HAUBNER WILL STEUERLICHE ABSETZBARKEIT VON KINDERBETREUUNGSKOSTEN

Aktuelle Aussprache im Familienausschuss des Nationalrats

Wien (PK) - Sozialministerin Ursula Haubner sprach sich in der heutigen Sitzung des Familienausschusses für eine weitere steuerliche Entlastung von Familien aus. Insbesondere geht es ihr um die steuerliche Absetzbarkeit von Kinderbetreuungskosten, und zwar sowohl für häusliche als auch für außerhäusliche Kinderbetreuung. Haubner erwartet sich, dass eine solcher Schritt bei der nächsten Steuerreform umgesetzt wird. Verhandlungen mit dem Finanzminister führt sie außerdem, wie sie erklärte, über eine Anhebung der Mindestpension.

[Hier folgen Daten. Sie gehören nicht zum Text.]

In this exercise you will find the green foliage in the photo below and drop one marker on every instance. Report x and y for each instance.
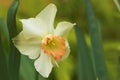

Von den Abgeordneten wurde die Frage der Absetzbarkeit von Kinderbetreuungskosten unterschiedlich beurteilt. Während ÖVP-Familiensprecherin Ridi Steibl darauf hinwies, dass dies eine langjährige Forderung ihrer Partei sei, zeigten sich SPÖ und Grüne eher skeptisch. Sie fürchten, dass dann weniger Geld für Kinderbetreuungseinrichtungen zur Verfügung stehen würde. Wenn Geld vorhanden sei, sollte es prioritär für den Ausbau von Kinderbetreuungseinrichtungen eingesetzt werden, sagte etwa SPÖ-Familiensprecherin Andrea Kuntzl.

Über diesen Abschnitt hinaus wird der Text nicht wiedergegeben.